A Gallup poll released last week indicates that 46%of Americans disapprove of the treaty, while 39% favor it, and 15% are undecided. Not many of those polled may be familiar with the treaty provisions. Even so, the figures represent an increase in support over the earlier surveys.
Fanning the opposition, Richard Viguerie, a direct-mail expert for conservative causes, is sending out millions of letters condemning the new pact. Republican Senator Strom Thurmond issued a familiar, oversimplified blast at the "give-away." Said he: "We paid for , we built it, and it's ours." Mississippi Democrat John Stennis announced his opposition to the treaty, and, in a severe blow to the Administration, Barry Goldwater said he would not be supporting the pact after all. Now that he has read the text of the agreements, said Goldwater, "I would have to oppose [their] passage."
The most effective opponent of all, Ronald Reagan, went to Washington to denounce the accord. "We should be generous with the nations of the world," he said, "but not obsequious. What, pray tell, will be gained by giving one of the world's greatest waterways to a dictator who seized power at the point of a gun and who obviously finds himself much more at home with totalitarians of the left? Is there any reason to believe that the canal is safer from terrorists when the canal is protected by the Panamanian National Guard than by American Marines? Indeed, what guarantee do we have that Panama will even honor that treaty?"
The best guarantee, treaty proponents might reply, is the treaty itself. It provides that if the canal is threatened in any way, the U.S. can intervene militarily. The White House was lining up an impressive roster of supporters. At the state dinner for teh visiting dignitaries, Carter pointed out former President Gerald Ford ("one of the best friends I have") and Lady Bird Johnson. Said General George S. Brown, chairman of the Joint Chiefs of Staff: "As soon as Americans understand the treaty details, they will know why we are able to support it in the Pentagon. We would not support these treaties if they weren't in the national interest. And they are in the national interest." Warned Henry Kissinger: "If [the treaties] are not approved, it will be a disaster for us all."
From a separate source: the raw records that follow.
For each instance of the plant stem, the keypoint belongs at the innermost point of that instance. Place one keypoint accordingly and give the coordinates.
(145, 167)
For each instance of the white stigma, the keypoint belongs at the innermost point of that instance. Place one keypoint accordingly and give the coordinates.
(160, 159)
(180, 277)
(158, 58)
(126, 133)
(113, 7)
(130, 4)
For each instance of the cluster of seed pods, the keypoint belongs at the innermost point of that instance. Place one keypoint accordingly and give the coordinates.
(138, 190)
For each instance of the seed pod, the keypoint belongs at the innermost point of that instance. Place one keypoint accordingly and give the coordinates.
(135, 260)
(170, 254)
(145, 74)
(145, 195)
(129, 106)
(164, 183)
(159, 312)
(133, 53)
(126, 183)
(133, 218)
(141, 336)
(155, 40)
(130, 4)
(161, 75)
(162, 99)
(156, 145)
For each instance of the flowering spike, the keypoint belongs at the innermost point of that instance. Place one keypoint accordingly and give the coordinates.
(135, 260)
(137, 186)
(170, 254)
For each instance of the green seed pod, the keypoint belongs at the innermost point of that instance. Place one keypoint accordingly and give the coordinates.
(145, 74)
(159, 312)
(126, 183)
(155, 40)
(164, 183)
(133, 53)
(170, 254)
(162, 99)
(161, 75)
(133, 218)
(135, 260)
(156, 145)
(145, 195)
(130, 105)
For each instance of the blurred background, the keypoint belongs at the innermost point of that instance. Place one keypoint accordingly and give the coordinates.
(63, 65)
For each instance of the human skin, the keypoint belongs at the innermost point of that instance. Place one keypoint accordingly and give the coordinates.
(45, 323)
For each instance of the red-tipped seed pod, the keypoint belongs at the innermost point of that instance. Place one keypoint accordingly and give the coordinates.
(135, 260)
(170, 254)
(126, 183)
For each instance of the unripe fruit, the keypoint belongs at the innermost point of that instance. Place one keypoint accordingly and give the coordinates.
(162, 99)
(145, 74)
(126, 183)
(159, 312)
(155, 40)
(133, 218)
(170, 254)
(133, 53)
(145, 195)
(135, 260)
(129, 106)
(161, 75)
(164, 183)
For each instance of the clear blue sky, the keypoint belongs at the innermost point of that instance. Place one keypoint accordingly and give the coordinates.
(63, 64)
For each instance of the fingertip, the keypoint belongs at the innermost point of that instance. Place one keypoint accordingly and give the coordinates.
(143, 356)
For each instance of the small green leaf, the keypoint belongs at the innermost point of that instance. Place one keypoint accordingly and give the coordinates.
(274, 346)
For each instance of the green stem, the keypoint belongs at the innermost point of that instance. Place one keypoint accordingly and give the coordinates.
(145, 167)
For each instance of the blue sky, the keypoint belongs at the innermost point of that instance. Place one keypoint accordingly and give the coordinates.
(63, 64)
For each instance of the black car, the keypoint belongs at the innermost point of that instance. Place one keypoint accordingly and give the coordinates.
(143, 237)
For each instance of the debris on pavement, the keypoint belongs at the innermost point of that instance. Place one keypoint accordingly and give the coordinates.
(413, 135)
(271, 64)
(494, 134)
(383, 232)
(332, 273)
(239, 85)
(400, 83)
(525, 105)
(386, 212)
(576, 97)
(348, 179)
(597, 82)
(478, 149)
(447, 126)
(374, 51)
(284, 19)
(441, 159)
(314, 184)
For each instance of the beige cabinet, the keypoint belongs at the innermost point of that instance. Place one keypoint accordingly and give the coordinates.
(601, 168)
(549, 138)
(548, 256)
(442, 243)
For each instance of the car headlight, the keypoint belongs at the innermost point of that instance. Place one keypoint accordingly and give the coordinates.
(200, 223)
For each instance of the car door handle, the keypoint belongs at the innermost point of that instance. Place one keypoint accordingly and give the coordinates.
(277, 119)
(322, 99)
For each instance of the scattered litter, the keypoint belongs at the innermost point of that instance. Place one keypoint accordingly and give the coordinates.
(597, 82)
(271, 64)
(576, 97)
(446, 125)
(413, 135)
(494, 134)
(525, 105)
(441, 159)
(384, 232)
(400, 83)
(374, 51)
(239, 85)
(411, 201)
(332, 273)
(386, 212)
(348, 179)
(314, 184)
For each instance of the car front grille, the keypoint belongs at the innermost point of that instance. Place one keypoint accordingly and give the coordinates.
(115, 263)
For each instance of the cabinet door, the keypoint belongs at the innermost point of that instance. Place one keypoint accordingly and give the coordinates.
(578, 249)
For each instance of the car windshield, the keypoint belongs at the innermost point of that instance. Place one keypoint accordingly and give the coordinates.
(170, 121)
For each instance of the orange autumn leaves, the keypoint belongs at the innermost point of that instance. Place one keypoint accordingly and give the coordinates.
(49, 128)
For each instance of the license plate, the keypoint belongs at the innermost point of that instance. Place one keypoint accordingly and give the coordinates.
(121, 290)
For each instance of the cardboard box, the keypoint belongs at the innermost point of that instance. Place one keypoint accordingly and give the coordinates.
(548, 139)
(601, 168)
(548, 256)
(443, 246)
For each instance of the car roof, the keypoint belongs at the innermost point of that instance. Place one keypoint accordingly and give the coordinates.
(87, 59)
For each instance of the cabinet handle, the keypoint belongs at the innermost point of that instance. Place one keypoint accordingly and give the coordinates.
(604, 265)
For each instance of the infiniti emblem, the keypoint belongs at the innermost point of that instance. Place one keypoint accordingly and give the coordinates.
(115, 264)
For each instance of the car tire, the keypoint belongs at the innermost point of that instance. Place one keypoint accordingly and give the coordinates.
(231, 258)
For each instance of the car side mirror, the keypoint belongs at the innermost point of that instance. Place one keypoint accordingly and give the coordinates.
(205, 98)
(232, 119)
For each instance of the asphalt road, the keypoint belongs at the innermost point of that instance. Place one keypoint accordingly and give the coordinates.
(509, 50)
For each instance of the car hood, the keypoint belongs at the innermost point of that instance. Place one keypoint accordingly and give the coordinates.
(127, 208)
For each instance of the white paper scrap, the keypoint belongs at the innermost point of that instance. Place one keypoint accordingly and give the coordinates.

Torrijos, with his control over Panama's press and military, was less concerned over getting the pacts approved. But, as he noted during the signing ceremony, the treaty "places us under the Pentagon's defense umbrella"--and that put him on the spot with Panama's radical groups. In Panama City, some 700 students protested the treaty in front of the Foreign Ministry. Most Panamanians, however, seemed to support their general, who had thoughtfully airlifted television sets to remote villages so that the people could watch live coverage of the ceremony. "This has been a long quest for equality," said Torrijos. "There was no Panamanian consulted or on hand to sign the first treaty 74 years ago. Tonight, a Panamanian is signing for Panama."
Far more than the canal is at stake in the treaty. The future relationship between the U.S. and South America may hang in the balance. To Latin Americans, cession of the waterway means the removal of a colonial stigma, and may herald a more balanced partnership with the colossus to the north. Ruefully, they say about U.S. policy: "Hay mucha musica, pero poca opera" (A lot of music, but precious little opera--meaning action). Now they feel that they may get some action from Jimmy Carter. "The U.S. has been blind to changing Latin American goals," says OAS Secretary-General Alejandro Orfila, "but what President Carter is doing could launch a whole new era."